El cura del Romeral andaba un día en unas confesiones lejanas. Yo leía en el largo corredor que daba sobre la plaza del pueblo y dejaba vagar la vista en la vibrante atmósfera fundida por el sol. Ni una alma pasaba por la calle: soledad de la aldea en medio del fuego del estío que enmudece los pájaros, retiene al hombre a la sombra de sus árboles y hace pesar los párpados hasta el sueño. De pronto, don Francisco llegó precipitadamente, se dejó caer en su gran sillón de mimbres y soltó una carcajada homérica. Era inútil hablarle. Todo su cuerpo se sacudía con convulsiones, y la risa detenida un momento volvía a resonar como una explosión histérica. Un perro llegó velozmente y se detuvo a ladrar verdaderamente irritado con los alaridos del viejo. Yo concluí por contagiarme y cada vez que lo miraba me reía con igual entusiasmo, ignorando en absoluto la causa de tan continuada hilaridad. Mucho trabajo me costó sacar la historia que la provocaba. Don Francisco persiguiendo el esclarecimiento del misterio de los huevos, había descubierto el nidal.

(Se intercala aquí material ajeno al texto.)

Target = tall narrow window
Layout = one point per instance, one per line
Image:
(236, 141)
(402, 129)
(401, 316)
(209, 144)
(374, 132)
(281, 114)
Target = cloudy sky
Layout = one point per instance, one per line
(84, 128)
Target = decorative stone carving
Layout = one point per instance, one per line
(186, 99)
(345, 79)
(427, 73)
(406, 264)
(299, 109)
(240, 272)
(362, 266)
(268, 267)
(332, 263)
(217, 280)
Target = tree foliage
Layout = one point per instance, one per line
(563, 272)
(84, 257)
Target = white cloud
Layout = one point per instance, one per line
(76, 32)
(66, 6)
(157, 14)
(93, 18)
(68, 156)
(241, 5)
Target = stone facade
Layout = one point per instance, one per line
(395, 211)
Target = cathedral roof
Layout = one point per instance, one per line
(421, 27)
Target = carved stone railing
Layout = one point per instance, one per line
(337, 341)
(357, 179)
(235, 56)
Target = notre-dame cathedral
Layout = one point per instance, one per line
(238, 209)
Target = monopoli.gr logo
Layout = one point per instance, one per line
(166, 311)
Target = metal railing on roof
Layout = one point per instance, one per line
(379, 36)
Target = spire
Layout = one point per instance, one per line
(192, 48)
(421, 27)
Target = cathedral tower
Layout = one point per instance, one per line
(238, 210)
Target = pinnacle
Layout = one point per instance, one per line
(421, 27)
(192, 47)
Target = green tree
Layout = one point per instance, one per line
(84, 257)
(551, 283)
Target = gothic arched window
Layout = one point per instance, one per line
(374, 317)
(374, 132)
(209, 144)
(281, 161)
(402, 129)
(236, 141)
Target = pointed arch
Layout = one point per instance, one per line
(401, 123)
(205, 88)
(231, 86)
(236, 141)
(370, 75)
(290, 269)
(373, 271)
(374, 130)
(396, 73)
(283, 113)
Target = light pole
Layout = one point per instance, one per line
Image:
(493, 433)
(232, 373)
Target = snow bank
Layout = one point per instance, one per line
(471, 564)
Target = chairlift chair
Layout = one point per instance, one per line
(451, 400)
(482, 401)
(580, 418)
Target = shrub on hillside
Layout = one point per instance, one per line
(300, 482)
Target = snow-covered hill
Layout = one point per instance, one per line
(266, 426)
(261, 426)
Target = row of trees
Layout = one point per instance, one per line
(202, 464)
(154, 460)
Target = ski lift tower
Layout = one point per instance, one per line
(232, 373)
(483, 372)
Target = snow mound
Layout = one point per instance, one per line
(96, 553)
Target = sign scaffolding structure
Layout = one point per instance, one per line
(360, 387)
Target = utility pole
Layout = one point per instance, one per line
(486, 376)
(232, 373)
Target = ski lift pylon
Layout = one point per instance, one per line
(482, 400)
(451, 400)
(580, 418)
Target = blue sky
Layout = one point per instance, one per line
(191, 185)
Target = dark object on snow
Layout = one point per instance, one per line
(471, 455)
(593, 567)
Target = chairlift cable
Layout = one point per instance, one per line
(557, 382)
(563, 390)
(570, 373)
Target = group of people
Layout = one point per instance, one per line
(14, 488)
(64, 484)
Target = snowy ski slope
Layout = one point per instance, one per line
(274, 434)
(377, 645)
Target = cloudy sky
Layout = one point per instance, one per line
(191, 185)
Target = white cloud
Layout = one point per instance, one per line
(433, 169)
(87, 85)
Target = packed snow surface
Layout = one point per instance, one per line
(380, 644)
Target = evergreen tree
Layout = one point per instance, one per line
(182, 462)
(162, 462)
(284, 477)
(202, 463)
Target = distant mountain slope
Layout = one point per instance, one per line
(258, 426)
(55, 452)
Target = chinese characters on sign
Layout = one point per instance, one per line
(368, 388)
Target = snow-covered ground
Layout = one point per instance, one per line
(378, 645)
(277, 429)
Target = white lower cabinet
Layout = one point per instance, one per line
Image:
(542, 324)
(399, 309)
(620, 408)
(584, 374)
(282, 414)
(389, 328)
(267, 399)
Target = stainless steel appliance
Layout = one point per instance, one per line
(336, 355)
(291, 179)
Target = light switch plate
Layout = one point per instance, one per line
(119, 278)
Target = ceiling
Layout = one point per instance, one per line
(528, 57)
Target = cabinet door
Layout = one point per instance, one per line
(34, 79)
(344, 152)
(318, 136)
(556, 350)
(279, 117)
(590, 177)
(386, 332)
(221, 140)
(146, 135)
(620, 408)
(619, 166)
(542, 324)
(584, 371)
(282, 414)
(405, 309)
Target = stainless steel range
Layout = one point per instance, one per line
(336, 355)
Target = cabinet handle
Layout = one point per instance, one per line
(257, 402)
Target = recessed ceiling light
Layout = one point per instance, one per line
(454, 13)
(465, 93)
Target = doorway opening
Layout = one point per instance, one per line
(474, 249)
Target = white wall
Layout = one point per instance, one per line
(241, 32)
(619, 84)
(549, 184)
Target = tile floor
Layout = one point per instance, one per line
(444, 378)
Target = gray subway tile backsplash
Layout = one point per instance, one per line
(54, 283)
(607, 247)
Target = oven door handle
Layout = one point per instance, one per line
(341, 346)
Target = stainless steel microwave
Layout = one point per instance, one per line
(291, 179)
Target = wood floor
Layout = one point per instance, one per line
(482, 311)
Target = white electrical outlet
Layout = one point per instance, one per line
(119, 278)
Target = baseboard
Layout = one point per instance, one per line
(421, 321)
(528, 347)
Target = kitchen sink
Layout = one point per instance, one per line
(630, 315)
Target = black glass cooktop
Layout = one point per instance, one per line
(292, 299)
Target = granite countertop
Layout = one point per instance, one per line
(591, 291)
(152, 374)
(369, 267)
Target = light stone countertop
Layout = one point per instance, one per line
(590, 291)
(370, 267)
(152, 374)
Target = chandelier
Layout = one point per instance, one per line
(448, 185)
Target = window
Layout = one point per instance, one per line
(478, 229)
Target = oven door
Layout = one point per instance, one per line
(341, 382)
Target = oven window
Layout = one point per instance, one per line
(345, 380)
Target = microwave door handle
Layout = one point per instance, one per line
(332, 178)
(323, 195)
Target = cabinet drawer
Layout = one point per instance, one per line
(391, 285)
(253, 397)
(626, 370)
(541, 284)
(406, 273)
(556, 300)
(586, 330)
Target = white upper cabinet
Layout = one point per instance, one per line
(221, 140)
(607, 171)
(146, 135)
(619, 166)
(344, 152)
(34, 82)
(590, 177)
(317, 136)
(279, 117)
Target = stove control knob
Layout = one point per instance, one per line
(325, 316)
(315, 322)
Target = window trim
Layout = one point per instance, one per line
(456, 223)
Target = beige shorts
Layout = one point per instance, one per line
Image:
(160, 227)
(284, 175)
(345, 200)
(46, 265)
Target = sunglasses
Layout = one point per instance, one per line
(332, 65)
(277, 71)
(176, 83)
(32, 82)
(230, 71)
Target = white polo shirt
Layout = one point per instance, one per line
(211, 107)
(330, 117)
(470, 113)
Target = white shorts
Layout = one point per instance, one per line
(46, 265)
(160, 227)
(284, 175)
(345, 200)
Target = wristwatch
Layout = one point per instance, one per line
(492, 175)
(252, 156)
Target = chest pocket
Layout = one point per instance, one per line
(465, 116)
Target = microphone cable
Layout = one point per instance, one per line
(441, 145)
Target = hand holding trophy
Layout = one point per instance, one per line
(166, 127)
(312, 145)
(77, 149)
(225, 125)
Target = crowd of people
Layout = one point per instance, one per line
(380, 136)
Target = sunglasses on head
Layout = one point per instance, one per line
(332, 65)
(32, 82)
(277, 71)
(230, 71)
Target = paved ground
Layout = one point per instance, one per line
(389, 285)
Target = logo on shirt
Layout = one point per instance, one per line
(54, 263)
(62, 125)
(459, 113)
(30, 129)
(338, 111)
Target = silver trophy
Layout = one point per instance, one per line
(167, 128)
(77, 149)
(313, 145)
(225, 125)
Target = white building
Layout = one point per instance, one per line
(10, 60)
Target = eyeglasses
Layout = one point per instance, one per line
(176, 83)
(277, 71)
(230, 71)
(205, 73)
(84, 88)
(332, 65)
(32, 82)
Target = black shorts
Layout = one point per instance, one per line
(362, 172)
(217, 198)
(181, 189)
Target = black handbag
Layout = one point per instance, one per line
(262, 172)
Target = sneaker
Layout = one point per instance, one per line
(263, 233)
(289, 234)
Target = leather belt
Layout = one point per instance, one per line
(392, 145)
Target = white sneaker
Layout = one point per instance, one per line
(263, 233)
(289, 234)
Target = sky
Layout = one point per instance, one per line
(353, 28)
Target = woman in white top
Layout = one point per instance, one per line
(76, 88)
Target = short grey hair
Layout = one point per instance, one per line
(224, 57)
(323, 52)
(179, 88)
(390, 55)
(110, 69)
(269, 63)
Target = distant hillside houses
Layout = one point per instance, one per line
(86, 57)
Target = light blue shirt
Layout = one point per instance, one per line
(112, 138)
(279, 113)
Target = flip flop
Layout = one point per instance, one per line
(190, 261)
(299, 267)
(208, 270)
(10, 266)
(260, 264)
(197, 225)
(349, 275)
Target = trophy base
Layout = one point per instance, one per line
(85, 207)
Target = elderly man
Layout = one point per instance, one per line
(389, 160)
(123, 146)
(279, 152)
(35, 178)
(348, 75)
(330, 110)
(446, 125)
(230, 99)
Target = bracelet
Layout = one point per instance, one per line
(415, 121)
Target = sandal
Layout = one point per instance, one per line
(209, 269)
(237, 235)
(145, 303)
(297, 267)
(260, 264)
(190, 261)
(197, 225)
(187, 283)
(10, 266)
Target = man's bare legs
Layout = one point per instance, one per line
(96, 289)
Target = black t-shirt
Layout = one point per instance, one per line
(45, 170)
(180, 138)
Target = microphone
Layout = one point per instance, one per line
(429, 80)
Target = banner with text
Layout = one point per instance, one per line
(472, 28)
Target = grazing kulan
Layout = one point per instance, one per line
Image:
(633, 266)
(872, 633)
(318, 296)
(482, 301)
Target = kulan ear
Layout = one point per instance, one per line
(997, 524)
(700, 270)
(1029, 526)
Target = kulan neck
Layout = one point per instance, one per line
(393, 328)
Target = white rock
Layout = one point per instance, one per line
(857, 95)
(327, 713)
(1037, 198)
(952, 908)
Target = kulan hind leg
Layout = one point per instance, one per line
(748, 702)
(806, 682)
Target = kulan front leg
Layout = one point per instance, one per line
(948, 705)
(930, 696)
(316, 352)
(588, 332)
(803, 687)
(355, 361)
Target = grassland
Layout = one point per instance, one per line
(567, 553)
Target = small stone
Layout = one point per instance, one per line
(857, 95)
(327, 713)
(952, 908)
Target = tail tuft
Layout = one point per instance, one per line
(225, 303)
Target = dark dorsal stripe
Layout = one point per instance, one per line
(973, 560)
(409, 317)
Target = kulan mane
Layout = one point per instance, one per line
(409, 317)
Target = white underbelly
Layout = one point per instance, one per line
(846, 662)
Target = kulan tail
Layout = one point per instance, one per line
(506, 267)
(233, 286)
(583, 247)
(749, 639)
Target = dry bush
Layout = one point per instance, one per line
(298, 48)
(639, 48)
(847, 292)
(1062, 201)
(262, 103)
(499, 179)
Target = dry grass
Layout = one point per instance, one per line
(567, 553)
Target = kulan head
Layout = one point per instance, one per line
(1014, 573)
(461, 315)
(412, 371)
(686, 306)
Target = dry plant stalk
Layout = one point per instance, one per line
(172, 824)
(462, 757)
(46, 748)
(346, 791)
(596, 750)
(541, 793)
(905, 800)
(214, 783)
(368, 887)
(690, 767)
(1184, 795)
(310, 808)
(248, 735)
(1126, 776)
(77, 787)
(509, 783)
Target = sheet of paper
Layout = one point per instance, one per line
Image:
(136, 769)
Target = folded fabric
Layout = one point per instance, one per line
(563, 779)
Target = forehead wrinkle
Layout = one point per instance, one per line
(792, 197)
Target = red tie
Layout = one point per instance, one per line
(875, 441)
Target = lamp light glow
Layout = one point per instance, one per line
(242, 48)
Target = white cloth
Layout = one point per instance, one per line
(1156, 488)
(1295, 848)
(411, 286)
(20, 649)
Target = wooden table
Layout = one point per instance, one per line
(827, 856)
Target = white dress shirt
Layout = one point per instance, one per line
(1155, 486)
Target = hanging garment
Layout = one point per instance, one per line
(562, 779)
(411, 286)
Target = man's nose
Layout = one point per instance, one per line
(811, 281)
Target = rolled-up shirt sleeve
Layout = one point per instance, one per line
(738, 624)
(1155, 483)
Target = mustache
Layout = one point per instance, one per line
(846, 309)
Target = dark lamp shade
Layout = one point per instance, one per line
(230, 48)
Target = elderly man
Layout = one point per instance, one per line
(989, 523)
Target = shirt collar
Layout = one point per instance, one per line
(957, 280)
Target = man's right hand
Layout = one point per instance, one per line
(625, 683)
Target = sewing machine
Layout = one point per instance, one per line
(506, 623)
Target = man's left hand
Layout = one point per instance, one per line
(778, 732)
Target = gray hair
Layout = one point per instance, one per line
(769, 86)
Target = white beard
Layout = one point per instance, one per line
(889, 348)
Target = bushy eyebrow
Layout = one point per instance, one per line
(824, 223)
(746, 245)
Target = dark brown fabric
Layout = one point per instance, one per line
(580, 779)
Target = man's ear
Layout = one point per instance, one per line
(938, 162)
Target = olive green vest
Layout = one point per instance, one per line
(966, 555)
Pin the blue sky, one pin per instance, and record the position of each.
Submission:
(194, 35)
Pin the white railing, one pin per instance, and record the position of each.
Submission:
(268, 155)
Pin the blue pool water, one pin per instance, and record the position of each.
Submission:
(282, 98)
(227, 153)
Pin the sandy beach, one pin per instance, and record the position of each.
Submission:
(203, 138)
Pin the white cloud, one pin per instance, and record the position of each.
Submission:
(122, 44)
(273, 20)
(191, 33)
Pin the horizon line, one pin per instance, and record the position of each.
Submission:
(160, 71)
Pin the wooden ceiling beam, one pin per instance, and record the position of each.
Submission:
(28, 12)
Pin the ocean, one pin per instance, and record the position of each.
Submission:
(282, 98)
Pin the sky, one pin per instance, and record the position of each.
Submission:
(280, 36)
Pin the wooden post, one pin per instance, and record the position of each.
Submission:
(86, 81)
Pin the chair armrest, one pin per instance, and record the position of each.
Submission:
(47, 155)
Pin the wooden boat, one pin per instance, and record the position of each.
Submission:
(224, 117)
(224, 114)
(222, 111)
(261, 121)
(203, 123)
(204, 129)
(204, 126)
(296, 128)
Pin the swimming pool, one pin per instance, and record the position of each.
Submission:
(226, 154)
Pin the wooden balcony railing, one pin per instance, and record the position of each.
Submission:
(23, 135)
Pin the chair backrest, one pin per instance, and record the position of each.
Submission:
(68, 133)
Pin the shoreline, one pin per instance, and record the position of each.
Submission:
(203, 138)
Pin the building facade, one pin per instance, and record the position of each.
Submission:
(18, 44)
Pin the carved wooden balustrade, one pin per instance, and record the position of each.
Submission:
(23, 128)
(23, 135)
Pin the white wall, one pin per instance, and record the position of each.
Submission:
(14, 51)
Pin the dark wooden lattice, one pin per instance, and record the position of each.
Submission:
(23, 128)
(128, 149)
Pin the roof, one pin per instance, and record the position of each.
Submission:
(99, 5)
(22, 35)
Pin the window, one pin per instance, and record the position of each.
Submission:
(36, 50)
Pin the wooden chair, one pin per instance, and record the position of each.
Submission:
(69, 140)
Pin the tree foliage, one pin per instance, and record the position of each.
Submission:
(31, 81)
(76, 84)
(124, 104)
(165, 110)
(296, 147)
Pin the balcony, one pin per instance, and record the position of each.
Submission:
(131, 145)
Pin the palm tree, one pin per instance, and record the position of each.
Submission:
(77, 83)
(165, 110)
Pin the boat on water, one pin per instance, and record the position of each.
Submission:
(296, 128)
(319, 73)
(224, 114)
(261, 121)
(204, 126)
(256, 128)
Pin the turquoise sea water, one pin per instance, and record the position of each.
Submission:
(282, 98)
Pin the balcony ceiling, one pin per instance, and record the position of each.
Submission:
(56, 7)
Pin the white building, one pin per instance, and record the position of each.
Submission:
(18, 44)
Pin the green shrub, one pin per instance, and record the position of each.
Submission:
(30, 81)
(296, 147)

Pertrechado tras del cerco que separaba el huerto de la casa vecina, reteniendo casi el aliento, había descubierto que doña Rita buscaba los huevos entre el pasto, los elegía cuidadosamente y colocaba los dos más grandes y hermosos en su seno, metiéndolos bajo su camisa según lo aseguraba el espía ensañado en la víctima. De esta manera con tan piadoso ingenio, la buena mujer suplía el calor del nidal y contentaba al viejo cura. «¡Si supiera Ramón —decía el malvado en medio de nuevas explosiones de risa— de qué nido salen calientes los huevos que se engulle con tanto deleite!». Le supliqué no contar a su hermano el descubrimiento. ¿Para qué privarlo de este único placer de su vida? Pero el inexorable verdugo encontraba una infinita alegría en figurarse la escena con que el cura habría de rechazar su alimento contaminado con uno de los más perversos enemigos del hombre. Oyó el pobre cura la historia, se ruborizó intensamente y cuando Gregoria entró llevando el par de blancos y tibios huevos de su almuerzo, levantó iracundo su mano y los hizo saltar violentamente. La pobre mujer quedó como una estatua; yo hacía esfuerzos por no enternecerme y me sonreía y don Francisco salía estremeciéndose de nuevo con sus carcajadas.